= Kenny Brain =

Canadian television personality

Kenny Brain (born August 26, 1988) is a Canadian television personality, best known as cohost with Kortney Wilson of the HGTV Canada home renovation series Making it Home with Kortney and Kenny. The series is no longer in production, with the duo launching a new series, Life Is Messy, in 2026.

Originally from Grand Falls-Windsor, Newfoundland and Labrador, Brain worked as a model before competing in the second season of Big Brother Canada in 2014. Although openly gay in real life and honest about his sexuality in viewer confessionals, he initially pursued a strategy of remaining closeted among his housemates; although he did come out to housemate Sarah Miller a few weeks into the season, his strategy sparked some viewer and media debate about whether his choice was sending a message to viewers that being gay could be seen as a shameful secret. He and Miller were both voted out of the Big Brother house on Day 43. He has also since stated that his decision to stay in the closet at first, and come out as gay once the season was underway, helped to spark a valuable conversation about homophobia and the differing standards to which gay and straight people are held.

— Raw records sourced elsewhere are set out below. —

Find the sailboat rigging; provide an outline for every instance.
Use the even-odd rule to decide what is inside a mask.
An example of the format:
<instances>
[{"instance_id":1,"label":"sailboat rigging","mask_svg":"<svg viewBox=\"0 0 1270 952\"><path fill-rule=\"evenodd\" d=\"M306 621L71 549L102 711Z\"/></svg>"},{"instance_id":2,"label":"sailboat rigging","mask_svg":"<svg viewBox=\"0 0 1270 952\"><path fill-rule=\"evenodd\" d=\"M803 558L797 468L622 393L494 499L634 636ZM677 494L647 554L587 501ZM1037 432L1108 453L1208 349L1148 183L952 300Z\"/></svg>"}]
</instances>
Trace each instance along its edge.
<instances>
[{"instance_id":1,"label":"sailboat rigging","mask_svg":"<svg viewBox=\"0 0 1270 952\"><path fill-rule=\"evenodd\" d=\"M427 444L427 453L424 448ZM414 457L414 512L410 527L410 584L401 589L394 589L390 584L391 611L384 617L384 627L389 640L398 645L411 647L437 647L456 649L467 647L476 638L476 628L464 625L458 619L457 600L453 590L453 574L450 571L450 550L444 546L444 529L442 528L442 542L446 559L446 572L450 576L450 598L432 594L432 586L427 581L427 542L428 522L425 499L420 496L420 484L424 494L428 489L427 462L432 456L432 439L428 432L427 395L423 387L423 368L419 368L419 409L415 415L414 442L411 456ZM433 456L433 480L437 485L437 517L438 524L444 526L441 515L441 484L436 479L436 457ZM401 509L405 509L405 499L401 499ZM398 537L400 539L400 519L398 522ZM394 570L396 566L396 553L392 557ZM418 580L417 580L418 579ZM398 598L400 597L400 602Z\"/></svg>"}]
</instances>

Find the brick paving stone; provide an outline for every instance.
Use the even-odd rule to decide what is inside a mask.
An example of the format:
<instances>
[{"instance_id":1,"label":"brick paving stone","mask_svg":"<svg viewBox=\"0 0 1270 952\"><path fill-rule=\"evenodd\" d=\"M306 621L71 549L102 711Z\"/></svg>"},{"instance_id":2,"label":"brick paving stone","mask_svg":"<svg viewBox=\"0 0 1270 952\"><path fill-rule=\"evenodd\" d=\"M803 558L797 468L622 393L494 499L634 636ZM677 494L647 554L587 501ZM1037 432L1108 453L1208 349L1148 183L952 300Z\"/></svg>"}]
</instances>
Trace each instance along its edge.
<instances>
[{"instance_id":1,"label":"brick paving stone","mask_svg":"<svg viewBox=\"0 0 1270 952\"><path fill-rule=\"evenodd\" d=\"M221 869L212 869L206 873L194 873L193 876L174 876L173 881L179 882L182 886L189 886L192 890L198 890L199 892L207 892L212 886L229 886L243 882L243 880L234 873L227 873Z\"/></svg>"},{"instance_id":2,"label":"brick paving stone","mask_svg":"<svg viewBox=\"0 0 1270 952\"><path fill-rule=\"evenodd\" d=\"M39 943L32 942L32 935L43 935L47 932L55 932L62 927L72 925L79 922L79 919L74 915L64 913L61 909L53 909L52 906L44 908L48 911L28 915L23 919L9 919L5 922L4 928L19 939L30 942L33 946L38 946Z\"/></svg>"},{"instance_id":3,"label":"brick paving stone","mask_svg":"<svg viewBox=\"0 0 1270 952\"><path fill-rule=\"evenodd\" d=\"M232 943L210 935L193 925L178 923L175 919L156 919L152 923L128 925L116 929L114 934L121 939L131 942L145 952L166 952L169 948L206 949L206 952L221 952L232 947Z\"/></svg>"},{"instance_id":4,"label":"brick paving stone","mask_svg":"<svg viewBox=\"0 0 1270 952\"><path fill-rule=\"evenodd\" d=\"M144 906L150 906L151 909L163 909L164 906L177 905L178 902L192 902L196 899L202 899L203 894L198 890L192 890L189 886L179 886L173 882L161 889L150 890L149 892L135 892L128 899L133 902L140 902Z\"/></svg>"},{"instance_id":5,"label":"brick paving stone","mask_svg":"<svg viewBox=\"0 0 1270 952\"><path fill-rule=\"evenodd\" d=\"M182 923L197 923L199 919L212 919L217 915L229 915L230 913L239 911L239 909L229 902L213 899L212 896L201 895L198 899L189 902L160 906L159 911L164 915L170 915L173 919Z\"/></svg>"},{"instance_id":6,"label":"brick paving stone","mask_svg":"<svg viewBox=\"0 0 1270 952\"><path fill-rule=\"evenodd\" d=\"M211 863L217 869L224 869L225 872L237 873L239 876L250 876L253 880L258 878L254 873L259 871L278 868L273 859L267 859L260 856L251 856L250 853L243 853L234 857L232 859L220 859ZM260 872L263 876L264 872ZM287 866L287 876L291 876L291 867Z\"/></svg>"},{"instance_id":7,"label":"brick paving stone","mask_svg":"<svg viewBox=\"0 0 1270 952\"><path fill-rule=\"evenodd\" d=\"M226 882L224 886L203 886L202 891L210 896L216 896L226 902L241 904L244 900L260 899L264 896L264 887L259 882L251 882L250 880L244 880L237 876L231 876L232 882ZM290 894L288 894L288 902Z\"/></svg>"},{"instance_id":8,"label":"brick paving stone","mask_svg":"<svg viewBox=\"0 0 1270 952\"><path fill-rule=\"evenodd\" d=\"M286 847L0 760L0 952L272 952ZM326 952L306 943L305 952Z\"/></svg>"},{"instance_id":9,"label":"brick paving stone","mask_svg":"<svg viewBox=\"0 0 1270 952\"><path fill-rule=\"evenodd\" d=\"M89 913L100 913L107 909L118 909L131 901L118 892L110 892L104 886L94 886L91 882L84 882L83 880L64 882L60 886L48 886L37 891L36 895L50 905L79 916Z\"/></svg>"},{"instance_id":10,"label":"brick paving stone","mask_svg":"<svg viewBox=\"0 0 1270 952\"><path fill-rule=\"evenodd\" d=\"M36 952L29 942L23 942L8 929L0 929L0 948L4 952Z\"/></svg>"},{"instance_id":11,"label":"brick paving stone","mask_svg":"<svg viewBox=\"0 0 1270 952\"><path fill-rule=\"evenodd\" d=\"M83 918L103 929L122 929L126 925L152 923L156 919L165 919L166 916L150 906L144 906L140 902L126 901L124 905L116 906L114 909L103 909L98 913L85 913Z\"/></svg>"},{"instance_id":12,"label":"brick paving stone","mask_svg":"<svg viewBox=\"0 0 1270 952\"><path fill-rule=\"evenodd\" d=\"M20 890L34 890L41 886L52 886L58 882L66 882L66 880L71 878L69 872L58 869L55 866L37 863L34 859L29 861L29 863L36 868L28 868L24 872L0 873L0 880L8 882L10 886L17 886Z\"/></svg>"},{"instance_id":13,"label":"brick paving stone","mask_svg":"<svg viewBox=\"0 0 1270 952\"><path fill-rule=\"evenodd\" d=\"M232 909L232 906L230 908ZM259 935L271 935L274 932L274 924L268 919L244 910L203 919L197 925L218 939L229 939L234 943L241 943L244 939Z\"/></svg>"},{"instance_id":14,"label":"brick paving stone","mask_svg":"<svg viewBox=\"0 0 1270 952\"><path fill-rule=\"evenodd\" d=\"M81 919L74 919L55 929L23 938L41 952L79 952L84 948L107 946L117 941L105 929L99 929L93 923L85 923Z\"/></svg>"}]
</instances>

After appearing on Big Brother Canada, Brain quit modelling and trained as a construction contractor, later launching his own contracting business in Vancouver, British Columbia. Following Wilson's divorce from her former husband and business partner Dave Wilson, Brain debuted as the new cohost of Making it Home in the show's second season in 2021. He has stated that one of his goals as a home renovation host is to provide a positive role model for LGBTQ representation and inclusion in construction trades.